Reconozcámoslo, a cualquiera se los humedecieron los ojos con la rueda de prensa del adiós de Andrés Iniesta. Más allá de sus geniales dotes futbolísticas, el manchego es un ejemplo para seguir en el deporte y en la vida, la personificación de una serie de valores que le engrandecen como persona y que aumentan la profunda admiración que recibe allá por donde va. Así han sido (y serán) los últimos partidos de Don Andrés en el fútbol español, de ovación en ovación. Queda únicamente por saber dónde le aclamarán a partir de los próximos meses. 

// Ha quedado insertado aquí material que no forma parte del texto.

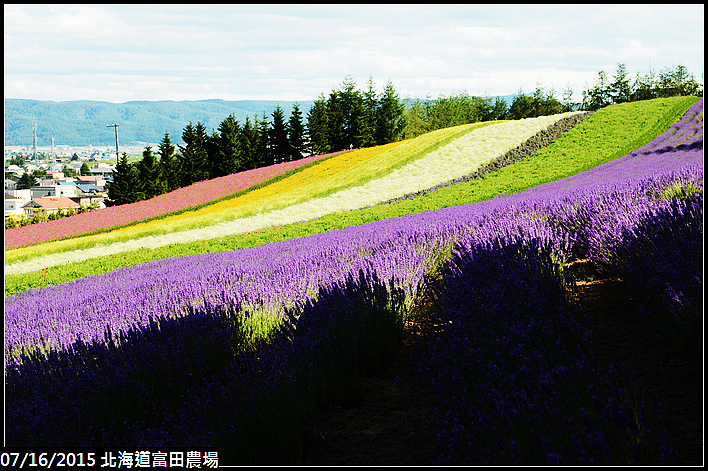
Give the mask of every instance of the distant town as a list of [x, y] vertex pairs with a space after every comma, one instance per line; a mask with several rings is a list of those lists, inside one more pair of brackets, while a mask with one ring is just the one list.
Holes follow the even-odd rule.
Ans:
[[[142, 156], [143, 150], [145, 150], [145, 145], [142, 146], [122, 146], [119, 145], [119, 152], [128, 154], [131, 159], [139, 159]], [[149, 144], [153, 149], [157, 149], [158, 144]], [[54, 154], [52, 154], [52, 151]], [[57, 161], [66, 162], [71, 160], [71, 158], [76, 154], [76, 156], [81, 161], [91, 161], [101, 160], [108, 161], [112, 160], [115, 163], [116, 160], [116, 148], [115, 146], [68, 146], [68, 145], [56, 145], [52, 150], [51, 146], [37, 146], [37, 157], [40, 160], [51, 160], [52, 158]], [[5, 146], [5, 166], [7, 166], [7, 161], [13, 157], [24, 157], [25, 160], [32, 160], [34, 155], [34, 147], [29, 146]]]
[[[130, 160], [139, 160], [144, 149], [119, 147]], [[111, 146], [5, 146], [5, 228], [104, 208], [115, 164]]]

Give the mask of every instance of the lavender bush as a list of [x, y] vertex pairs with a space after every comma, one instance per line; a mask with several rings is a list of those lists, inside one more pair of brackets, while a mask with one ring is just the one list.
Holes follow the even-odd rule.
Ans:
[[321, 288], [255, 346], [243, 316], [205, 306], [117, 339], [8, 365], [11, 446], [221, 446], [222, 463], [284, 464], [317, 400], [396, 351], [404, 294], [375, 273]]
[[417, 358], [438, 391], [436, 464], [623, 463], [646, 433], [630, 420], [632, 398], [594, 365], [551, 228], [517, 224], [516, 236], [456, 245], [431, 285], [432, 322], [444, 327]]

Cuando el genial centrocampista anunció su salida del Barcelona, por entonces se daba por seguro su desembarco en el fútbol chino. Concretamente, al Chongqing Dangdai Lifan, club que según medios españoles le habría garantizado un contrato de 81 millones en euros a lo largo de tres temporadas, además de otra inversión para garantizar la expansión de las bodegas Iniesta por el país asiático. Sin embargo, la entidad china emitió ayer un comunicado oficial en el que descartaba la llegada del español, especificando que no irían “en contra de la política de gastos de la Federación” y que rechazaban “distorsionar el mercado”. La buena noticia para el todavía 8 del Barça es que añadían su intención de “profundizar la cooperación” comercial con el manchego.

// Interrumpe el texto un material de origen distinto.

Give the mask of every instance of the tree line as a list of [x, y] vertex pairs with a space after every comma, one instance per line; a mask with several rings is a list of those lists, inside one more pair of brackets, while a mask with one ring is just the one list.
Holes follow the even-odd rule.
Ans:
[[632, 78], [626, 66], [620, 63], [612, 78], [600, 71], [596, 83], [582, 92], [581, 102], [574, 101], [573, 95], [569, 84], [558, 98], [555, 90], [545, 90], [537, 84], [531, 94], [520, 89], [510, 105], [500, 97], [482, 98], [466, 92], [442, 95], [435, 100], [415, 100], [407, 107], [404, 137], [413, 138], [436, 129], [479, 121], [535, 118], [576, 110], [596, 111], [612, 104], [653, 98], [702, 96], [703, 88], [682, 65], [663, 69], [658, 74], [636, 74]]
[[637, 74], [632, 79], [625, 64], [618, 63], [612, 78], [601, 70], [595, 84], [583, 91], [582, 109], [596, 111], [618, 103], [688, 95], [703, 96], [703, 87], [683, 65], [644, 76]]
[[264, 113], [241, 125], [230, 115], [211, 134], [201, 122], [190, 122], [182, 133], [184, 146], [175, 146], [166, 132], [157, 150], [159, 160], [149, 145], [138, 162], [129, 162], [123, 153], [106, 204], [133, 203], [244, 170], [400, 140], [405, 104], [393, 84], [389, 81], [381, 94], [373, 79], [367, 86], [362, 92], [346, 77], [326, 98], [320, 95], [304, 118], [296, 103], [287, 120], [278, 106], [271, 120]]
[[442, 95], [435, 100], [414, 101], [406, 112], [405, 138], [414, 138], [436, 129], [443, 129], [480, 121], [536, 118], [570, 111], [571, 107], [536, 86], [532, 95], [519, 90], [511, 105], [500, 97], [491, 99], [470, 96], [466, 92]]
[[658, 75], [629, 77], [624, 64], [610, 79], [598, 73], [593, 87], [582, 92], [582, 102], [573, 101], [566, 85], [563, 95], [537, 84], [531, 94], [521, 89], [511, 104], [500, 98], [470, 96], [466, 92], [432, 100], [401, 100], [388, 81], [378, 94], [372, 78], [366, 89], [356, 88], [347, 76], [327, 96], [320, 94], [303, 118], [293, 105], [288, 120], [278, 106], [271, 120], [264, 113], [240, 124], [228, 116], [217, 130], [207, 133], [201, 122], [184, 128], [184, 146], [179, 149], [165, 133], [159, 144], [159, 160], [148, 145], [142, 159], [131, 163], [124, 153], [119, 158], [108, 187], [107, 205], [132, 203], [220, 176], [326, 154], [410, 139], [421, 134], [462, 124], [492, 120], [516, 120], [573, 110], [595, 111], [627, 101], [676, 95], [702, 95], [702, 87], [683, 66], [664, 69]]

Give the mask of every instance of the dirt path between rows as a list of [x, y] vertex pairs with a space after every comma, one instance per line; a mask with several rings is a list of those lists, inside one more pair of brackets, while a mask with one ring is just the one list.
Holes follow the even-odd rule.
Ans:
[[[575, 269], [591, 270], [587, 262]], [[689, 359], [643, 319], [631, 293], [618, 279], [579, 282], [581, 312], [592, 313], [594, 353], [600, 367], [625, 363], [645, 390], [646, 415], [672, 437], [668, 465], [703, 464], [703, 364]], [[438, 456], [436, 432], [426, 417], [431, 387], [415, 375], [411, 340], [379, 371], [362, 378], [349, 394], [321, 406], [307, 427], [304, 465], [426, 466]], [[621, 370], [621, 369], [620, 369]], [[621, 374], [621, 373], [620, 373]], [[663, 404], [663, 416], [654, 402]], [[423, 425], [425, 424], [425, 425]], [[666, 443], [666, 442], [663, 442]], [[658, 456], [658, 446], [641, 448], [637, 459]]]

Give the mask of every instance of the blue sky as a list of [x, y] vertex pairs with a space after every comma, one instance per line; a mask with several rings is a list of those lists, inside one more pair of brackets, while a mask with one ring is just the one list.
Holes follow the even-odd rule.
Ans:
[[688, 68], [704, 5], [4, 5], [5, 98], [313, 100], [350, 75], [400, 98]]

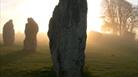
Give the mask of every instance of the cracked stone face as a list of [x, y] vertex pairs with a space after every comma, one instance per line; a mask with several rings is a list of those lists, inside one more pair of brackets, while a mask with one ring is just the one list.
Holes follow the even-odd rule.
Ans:
[[36, 51], [37, 33], [38, 33], [37, 23], [32, 18], [28, 18], [28, 23], [25, 26], [25, 40], [24, 40], [25, 51]]
[[49, 45], [57, 77], [83, 77], [87, 0], [59, 0], [49, 22]]
[[13, 45], [15, 40], [14, 25], [12, 20], [9, 20], [3, 27], [3, 43], [4, 45]]

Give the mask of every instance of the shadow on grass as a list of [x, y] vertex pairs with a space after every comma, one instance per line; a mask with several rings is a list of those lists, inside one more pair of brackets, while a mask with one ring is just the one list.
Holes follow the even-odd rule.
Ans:
[[[35, 71], [30, 71], [25, 74], [25, 77], [56, 77], [56, 73], [54, 72], [53, 68], [45, 67]], [[85, 70], [83, 77], [99, 77], [99, 76], [91, 75], [89, 71]]]
[[54, 70], [50, 67], [41, 68], [27, 72], [25, 77], [56, 77]]
[[31, 55], [33, 52], [26, 52], [23, 50], [14, 51], [6, 55], [0, 55], [0, 66], [5, 66], [6, 64], [14, 63], [17, 60], [20, 60], [28, 55]]

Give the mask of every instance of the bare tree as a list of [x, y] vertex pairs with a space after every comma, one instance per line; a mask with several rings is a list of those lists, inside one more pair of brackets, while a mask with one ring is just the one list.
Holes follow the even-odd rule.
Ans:
[[128, 20], [133, 11], [132, 4], [126, 0], [104, 0], [104, 19], [110, 23], [113, 34], [123, 35], [128, 32]]
[[133, 7], [133, 11], [127, 22], [128, 31], [133, 32], [136, 27], [138, 27], [138, 6]]

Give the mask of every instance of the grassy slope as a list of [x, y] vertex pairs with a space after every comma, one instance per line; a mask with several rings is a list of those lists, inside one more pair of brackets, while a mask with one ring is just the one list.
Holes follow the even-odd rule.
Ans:
[[86, 50], [86, 66], [98, 77], [138, 77], [138, 43], [102, 35]]
[[[100, 34], [88, 38], [86, 77], [138, 77], [134, 41]], [[39, 45], [35, 53], [22, 51], [20, 43], [0, 45], [0, 77], [55, 77], [47, 44]]]

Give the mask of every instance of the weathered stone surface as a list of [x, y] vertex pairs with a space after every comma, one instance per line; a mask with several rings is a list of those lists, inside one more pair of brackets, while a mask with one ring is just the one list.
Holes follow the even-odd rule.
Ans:
[[59, 0], [49, 22], [49, 45], [57, 77], [83, 77], [87, 0]]
[[25, 40], [24, 40], [25, 51], [36, 51], [37, 33], [38, 33], [37, 23], [32, 18], [28, 18], [28, 23], [25, 26]]
[[15, 40], [14, 28], [12, 20], [9, 20], [3, 27], [3, 43], [6, 46], [13, 45]]

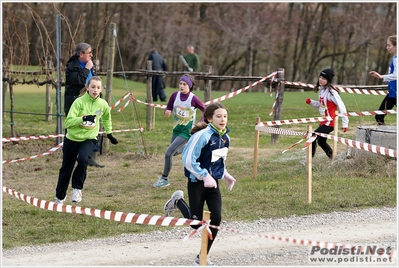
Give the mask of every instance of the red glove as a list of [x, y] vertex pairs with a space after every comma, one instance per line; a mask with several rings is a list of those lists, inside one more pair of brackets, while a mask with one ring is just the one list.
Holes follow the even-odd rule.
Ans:
[[342, 131], [343, 131], [343, 132], [347, 132], [347, 131], [348, 131], [348, 128], [347, 128], [347, 127], [343, 127], [343, 128], [342, 128]]
[[227, 184], [228, 184], [228, 189], [229, 191], [231, 191], [233, 189], [234, 183], [236, 182], [236, 179], [234, 179], [233, 176], [231, 176], [227, 170], [224, 173], [224, 178], [227, 180]]
[[309, 98], [306, 99], [306, 103], [307, 103], [307, 104], [310, 104], [311, 101], [312, 101], [312, 100], [309, 99]]
[[216, 180], [209, 173], [202, 180], [204, 181], [205, 188], [218, 188]]

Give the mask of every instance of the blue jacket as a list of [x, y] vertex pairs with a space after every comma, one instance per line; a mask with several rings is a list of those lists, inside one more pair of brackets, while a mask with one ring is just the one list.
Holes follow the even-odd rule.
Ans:
[[208, 125], [206, 128], [194, 133], [182, 152], [184, 175], [190, 182], [203, 180], [207, 174], [214, 179], [223, 179], [225, 160], [230, 137], [226, 133], [222, 136]]

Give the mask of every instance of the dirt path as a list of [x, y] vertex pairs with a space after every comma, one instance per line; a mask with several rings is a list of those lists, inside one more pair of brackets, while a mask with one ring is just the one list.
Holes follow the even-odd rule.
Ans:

Casi al mismo tiempo que los chinos parecían retirarse de la subasta, un nuevo aspirante entraba en escena. Curiosamente se trata del Vissel Kobe, conjunto japonés cuyo propietario es Hiroshi Mikitani, también dueño de Rakuten, el patrocinador principal del club catalán. Las cifras que los nipones le ofrecerían son similares a las citadas en el párrafo anterior, con más garantías en sus derechos de imagen y la misma apuesta por el negocio vinícola del futbolista de Fuentealbilla. Dicha posibilidad ha despertado, además, un mayor entusiasmo entre los aficionados. 

Cuando todo parecía encauzado hacia un final feliz, más desmentidos. Por un lado, del propio Vissel Kobe, “sorprendido” de estos rumores, y por otro, también de Rakuten, compañía que “no puede hacer ningún comentario” al respecto. Y mientras, otros medios nacionales abren las puertas de Australia. Según estas informaciones, el futbolista se muestra atraído por esta opción, en un torneo al alza y donde ya compitieron otras estrellas europeas, como Alessandro Del Piero

China, Japón, Australia. Y quién sabe si en las próximas horas no aparecerá el nombre de algún equipo estadounidense. La única certeza, a la espera de que la margarita se deshoje, es que Iniesta vive con entusiasmo el cierre de esta etapa en el Barça, apenas unos días después de su último Clásico y poco antes de cumplir los 34 años (este viernes). A la espera de la confirmación oficial sobre su destino, sigamos disfrutando con él y con su fútbol.